The volunteers lined up along the S-bahn platform wear purple vests. Some are European in appearance and others look like the people arriving. Some have hand-written masking tape on their vests with the phrase, “Arabic” on one side and Arabic lettering on the other that I can only presume says, “You can talk to me, I speak your language.” We all stand and fidget and think about how the world is changing when the unscheduled suburban train arrives. The volunteers help to open the doors and the flow of human beings begins. Men, women, children. Babies in arms, an old man walking alone. Some are families walking together and many more are people who have been on their own for a long time. Some are skinny in the near-starvation kind of way, and others are just barely able to keep putting one exhausted foot in front of the other as they move toward the escalator and the stairs. We watch silently, respectfully as we wait for our own transportation.
I’m aware of the quiet whispering of friends. They are worried. Who all is coming in this now overwhelming flow? My friends quietly ask, “Where will all these people live? Where will they find work?” My friends worry about who is arriving in this great stream of humanity. Thieves? Drug addicts? Rapists? Terrorists and terrorist recruiters? But this is what Munich knows: If we want to stop picking the bodies of babies up out of the surf, then we have to offer hospitality to everyone who comes. The time for sorting will come later.
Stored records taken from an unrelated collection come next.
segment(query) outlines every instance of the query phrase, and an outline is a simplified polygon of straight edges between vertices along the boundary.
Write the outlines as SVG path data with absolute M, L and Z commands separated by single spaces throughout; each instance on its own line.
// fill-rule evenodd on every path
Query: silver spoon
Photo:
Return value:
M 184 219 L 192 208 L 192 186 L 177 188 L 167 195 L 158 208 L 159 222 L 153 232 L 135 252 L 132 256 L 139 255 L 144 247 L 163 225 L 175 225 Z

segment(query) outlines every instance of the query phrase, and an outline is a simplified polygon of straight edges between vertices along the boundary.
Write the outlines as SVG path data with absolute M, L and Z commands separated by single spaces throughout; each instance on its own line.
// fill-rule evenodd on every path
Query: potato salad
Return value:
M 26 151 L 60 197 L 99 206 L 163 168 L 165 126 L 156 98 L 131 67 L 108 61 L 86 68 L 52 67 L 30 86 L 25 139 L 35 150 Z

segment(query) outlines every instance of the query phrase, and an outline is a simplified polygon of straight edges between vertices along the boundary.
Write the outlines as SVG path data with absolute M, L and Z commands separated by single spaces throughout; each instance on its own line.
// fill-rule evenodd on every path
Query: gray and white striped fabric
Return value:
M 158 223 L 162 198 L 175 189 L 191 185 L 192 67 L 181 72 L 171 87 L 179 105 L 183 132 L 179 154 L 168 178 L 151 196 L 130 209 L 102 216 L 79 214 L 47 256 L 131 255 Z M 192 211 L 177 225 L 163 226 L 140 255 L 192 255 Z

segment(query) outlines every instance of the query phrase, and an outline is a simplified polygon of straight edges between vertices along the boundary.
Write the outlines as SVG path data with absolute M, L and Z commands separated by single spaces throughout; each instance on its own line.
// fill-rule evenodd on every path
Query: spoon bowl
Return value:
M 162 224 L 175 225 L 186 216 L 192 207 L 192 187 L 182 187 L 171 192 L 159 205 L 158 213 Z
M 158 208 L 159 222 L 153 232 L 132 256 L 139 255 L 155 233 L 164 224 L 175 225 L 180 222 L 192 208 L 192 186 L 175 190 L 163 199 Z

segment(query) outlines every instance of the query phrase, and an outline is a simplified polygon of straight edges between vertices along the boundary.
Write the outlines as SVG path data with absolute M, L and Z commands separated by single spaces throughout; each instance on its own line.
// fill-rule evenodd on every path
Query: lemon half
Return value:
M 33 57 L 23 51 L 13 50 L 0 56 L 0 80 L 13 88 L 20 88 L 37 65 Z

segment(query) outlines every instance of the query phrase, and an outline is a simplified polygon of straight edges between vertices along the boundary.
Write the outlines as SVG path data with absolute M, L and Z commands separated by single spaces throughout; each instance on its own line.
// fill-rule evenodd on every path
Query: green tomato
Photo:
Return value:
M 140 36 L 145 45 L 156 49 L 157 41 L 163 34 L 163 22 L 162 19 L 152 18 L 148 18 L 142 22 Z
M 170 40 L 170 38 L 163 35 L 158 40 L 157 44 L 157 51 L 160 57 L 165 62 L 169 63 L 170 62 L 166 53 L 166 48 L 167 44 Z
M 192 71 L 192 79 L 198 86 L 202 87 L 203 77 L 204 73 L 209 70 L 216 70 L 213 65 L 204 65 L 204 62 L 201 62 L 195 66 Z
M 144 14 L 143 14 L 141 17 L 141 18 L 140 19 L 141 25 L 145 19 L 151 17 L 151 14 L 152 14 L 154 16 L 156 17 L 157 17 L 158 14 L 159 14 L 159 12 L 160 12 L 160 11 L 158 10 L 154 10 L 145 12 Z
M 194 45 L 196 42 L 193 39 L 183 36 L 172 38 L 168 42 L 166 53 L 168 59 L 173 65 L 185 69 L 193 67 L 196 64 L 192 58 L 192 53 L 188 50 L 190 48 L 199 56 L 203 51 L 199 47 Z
Another friend told me a story about his parents. They themselves were refugees, part of the great displacement of people following World War II. He said his mother experienced horrific events when she was still a young girl. He said, “This is why all of Munich is for the refugee. We all have this story.”
These days, Munich is more secular then religious. Even so this city has dared to throw open the great welcoming table of God. But Munich’s welcome is not enough. We all need to make more room.
ANITRA KITTS is an ordained PC(USA) teaching elder now living and writing in Munich, Germany. She occasionally preaches in an English-speaking Methodist congregation that has an active ministry with African migrants and asylum seekers.